Form 20-F ⌧ Form 40-F ☐
EXHIBIT 99.1 TO THIS REPORT ON FORM 6-K IS INCORPORATED BY REFERENCE IN THE REGISTRATION STATEMENT ON FORM S-8 (FILE NO. 333-201716) OF KENON HOLDINGS LTD. AND IN THE PROSPECTUSES RELATING TO SUCH REGISTRATION STATEMENT.
99.1 Press Release, dated August 14, 2025: Kenon's Subsidiary OPC Energy Ltd. Announces Private Placement of New Shares
Pursuant to the requirements of the Securities Exchange Act of 1934, the registrant has duly caused this report to be signed on its behalf by the undersigned, thereunto duly authorized.
KENON HOLDINGS LTD.
Date: August 14, 2025 By: /s/ Robert L. Rosen
Name: Robert L. Rosen Title: Chief Executive Officer
Exhibit 99.1

Singapore, August 14, 2025. Kenon Holdings Ltd.'s (NYSE: KEN, TASE: KEN) ("Kenon") subsidiary OPC Energy Ltd. ("OPC") announced a private placement of 18,750,000 ordinary shares to institutional investors in Israel for gross proceeds of NIS 900 million (approximately \$266 million), at a price of NIS 48 per share, representing a discount of approximately 4% and approximately 8.8% to the closing prices of OPC's shares on August 12 and 13, 2025, respectively.
OPC further announced that the shares to be issued in the private placement represent approximately 6.8% of OPC's issued and outstanding shares prior to the allocation. The allocation of shares pursuant to the private placement is subject to the approval of the Tel Aviv Stock Exchange. Following completion of the private placement, Kenon is expected to hold approximately 49.8% of OPC's shares.
OPC indicated that it intends that the proceeds of the offering will be used for the continued growth and development of OPC's businesses and/or for OPC's needs, as determined by OPC's board of directors from time to time.
The OPC securities referenced in this press release have not been registered under the Securities Act of 1933, and may not be offered or sold in the United States absent registration or an applicable exemption from registration requirements under that act.
This press release includes forward-looking statements within the meaning of the Private Securities Litigation Reform Act of 1995. You can generally identify these statements by the use of words like "may", "will", "could", "should", "believe", "expect", "plan", "estimate", "forecast", "potential", "intend", "target", "future", and variations of these words or comparable words.

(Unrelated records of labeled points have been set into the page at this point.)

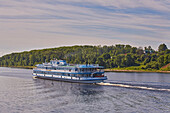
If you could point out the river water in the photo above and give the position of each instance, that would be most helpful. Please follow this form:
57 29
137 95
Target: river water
122 93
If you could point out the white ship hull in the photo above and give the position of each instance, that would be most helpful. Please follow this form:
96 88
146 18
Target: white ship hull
71 79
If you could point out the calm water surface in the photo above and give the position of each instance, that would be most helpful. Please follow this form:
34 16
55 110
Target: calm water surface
19 93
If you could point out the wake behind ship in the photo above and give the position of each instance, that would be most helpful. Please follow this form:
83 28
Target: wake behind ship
60 70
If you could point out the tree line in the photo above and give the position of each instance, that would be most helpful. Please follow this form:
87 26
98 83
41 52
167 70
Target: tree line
108 56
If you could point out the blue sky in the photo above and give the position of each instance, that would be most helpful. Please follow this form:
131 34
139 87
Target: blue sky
36 24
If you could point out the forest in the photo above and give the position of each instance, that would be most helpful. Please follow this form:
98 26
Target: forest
118 56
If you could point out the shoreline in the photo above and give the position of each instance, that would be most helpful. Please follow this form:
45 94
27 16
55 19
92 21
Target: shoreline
135 71
106 70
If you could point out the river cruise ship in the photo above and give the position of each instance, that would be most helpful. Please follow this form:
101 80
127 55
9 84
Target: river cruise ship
60 70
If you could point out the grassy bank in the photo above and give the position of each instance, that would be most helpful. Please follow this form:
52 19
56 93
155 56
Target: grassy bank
135 69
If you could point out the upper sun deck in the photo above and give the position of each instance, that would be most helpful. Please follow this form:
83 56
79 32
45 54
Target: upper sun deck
63 64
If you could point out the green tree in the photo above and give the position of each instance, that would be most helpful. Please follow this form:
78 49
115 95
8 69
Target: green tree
162 47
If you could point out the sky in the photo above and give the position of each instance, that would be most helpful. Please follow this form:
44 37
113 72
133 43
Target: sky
37 24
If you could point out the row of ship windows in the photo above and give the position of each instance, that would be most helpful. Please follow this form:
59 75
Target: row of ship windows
63 74
52 68
74 69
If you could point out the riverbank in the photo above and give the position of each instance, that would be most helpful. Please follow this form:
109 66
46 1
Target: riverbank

These statements include statements relating to OPC's private placement of new shares including the results of the private placement, the intended use of proceeds and other nonhistorical matters. These forward-looking statements are based on current expectations or beliefs, and are subject to uncertainty and changes in circumstances. These forward-looking statements are subject to a number of risks and uncertainties, which could cause the actual results to differ materially from those indicated in Kenon's forward-looking statements. Such risks include risks that the private placement is not approved by the Tel Aviv Stock Exchange, the private placement is not carried out as contemplated or at all, the ultimate use of the proceeds of the private placement, dilution to Kenon's ownership stake in OPC as a result of the private placement and other risks and uncertainties, including those set forth under the heading "Risk Factors" in Kenon's most recent Annual Report on Form 20-F filed with the U.S. Securities and Exchange Commission. Except as required by law, Kenon undertakes no obligation to update these forward-looking statements, whether as a result of new information, future events, or otherwise.